[minimal code example inside] Do independent instances of optimizers affect each other?

Hello,

I have observed weird behavior when running a model on multiple independent samples at the same time and then back-propagating to the input, not the network weights. The network is not optimized, just the input. The only reason for using batches of more than one samples is faster training.
I have one dedicated optimizer object for each sample, in my example code there are 128 Adams, each only optimizing exactly one (32,)-tensor.

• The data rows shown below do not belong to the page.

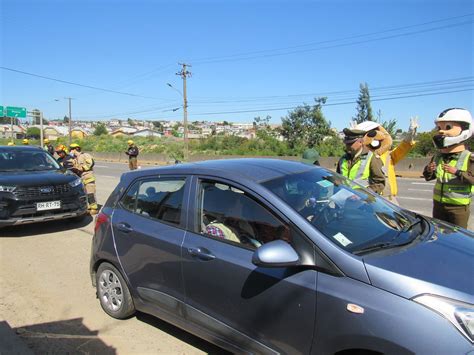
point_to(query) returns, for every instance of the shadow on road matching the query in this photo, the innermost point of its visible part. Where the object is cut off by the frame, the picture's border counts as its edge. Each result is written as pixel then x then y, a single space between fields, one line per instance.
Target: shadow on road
pixel 180 334
pixel 67 336
pixel 28 230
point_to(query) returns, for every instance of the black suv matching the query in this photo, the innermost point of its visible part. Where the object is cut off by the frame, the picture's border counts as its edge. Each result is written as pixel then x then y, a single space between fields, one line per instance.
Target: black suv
pixel 35 188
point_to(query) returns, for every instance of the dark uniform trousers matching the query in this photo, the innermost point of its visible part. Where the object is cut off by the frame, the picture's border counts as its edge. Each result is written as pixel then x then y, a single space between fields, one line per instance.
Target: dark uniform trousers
pixel 458 215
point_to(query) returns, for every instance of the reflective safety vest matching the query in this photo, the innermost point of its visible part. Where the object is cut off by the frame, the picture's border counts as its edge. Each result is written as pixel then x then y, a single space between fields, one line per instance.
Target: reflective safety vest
pixel 359 172
pixel 449 188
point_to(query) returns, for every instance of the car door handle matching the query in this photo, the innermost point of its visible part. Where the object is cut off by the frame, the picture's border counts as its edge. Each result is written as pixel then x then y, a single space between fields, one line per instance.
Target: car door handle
pixel 201 253
pixel 124 227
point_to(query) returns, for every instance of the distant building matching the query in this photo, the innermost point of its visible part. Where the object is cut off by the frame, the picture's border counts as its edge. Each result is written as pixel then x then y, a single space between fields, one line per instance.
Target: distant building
pixel 54 132
pixel 147 133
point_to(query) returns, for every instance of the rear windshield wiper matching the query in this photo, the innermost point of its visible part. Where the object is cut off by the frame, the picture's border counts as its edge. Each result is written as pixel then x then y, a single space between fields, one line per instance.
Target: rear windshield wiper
pixel 376 246
pixel 410 226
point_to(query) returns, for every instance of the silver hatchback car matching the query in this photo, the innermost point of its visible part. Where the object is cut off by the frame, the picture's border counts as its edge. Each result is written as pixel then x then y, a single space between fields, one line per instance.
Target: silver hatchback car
pixel 271 256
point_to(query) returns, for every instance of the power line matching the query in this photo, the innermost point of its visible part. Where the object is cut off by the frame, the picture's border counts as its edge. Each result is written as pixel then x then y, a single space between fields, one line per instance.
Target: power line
pixel 347 101
pixel 232 59
pixel 338 39
pixel 77 84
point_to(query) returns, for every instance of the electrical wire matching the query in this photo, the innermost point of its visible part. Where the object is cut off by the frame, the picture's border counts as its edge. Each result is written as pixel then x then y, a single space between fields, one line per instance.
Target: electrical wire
pixel 77 84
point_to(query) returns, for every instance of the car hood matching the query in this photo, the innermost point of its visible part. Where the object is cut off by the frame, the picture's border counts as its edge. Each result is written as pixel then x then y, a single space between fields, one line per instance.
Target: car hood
pixel 35 178
pixel 441 264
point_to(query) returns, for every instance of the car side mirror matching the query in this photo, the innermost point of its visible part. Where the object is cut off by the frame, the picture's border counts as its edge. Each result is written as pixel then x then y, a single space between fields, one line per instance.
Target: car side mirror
pixel 277 253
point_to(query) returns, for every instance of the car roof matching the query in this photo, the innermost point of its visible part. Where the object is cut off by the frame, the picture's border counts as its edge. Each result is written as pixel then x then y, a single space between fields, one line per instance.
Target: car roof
pixel 253 169
pixel 19 147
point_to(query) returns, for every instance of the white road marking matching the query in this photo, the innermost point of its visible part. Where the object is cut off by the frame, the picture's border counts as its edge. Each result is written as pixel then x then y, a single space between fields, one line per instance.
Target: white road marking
pixel 415 198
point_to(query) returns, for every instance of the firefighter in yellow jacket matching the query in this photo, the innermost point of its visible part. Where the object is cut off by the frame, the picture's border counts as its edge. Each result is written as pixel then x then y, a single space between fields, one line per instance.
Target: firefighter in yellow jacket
pixel 452 167
pixel 83 165
pixel 379 141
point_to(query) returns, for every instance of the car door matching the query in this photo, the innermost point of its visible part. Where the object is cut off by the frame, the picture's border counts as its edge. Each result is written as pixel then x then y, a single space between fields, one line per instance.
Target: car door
pixel 148 232
pixel 261 309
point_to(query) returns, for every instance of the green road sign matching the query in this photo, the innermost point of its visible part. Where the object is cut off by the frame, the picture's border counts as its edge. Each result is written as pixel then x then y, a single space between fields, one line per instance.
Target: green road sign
pixel 18 112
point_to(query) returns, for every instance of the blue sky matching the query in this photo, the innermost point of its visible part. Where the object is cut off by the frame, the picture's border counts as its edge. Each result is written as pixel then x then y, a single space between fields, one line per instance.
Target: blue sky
pixel 249 58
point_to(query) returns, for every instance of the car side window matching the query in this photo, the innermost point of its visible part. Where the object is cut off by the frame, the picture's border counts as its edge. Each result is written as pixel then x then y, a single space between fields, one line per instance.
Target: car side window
pixel 129 200
pixel 161 199
pixel 229 213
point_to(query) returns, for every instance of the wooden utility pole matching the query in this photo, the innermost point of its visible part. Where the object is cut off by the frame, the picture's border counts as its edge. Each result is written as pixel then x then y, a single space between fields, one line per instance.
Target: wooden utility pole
pixel 70 120
pixel 183 74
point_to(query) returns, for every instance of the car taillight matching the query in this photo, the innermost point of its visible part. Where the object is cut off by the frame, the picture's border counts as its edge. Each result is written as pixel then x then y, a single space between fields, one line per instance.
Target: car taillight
pixel 100 219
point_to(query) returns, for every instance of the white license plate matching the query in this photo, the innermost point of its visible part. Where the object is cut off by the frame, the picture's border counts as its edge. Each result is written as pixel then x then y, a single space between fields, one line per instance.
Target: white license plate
pixel 51 205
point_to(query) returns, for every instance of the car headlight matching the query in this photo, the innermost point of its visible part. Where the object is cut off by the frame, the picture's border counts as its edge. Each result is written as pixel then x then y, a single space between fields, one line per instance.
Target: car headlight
pixel 460 314
pixel 5 188
pixel 75 182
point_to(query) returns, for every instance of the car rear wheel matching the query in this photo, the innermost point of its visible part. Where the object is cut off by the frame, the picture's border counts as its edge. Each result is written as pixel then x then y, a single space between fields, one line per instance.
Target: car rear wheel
pixel 113 292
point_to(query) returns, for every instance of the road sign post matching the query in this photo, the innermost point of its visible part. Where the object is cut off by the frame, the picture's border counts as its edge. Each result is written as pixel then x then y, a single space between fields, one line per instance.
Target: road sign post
pixel 16 112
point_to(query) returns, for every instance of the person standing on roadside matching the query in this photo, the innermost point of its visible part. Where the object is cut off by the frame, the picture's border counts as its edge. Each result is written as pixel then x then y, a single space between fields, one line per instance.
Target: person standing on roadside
pixel 132 153
pixel 48 147
pixel 83 165
pixel 64 159
pixel 452 167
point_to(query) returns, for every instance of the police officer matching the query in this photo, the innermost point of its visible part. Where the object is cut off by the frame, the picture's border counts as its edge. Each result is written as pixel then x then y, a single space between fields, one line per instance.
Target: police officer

The output varies depending on the batch size (only a bit, but still it should not vary at all since the samples are independent)

Here is an example:

import sys
import torch
import numpy as np
import random
import torch.backends.cudnn as cudnn

# Make everything deterministic
random_seed = 0
torch.backends.cudnn.deterministic = True
cudnn.benchmark = False
torch.cuda.manual_seed(random_seed)
torch.manual_seed(random_seed)
np.random.seed(random_seed)
random.seed(random_seed)

dev = torch.device(sys.argv[1])

# very simple model consisting of only one layer without activation function
model = torch.nn.Linear(32,16)
model = model.to(dev)
model.eval()

lossfct = torch.nn.L1Loss()

n_samples = 128
opts = [] # I will have one optimizer for each sample
samples = []
for i in range(n_samples):
    # create independent samples and ground truth
    x = torch.randn(32,device=dev).requires_grad_(True)
    y = torch.randn(16,device=dev).requires_grad_(False)
    samples.append((x,y))
    
    # create one optimizer for each sample and only add x as parameter to optimize => no network weight is updated
    opts.append(torch.optim.Adam(params=[x], lr=0.01))

epochs = int(sys.argv[2])
bs = int(sys.argv[3])

for epoch in range(epochs):
    for i in range(n_samples // bs + 1):
        start, end = i*bs, min((i+1)*bs, n_samples)
        if end <= start:
            continue

        for opt in opts:
            opt.zero_grad()

        # in order to be able to process multiple samples at one time (faster training), I stack the samples of a
        # batch, but they should still be independent from each other, i.e. their optimizers should not interact,
        # neither should their gradients affect each other
        batch_in = torch.stack([samples[k][0] for k in range(start, end)])
        batch_gt = torch.stack([samples[k][1] for k in range(start, end)])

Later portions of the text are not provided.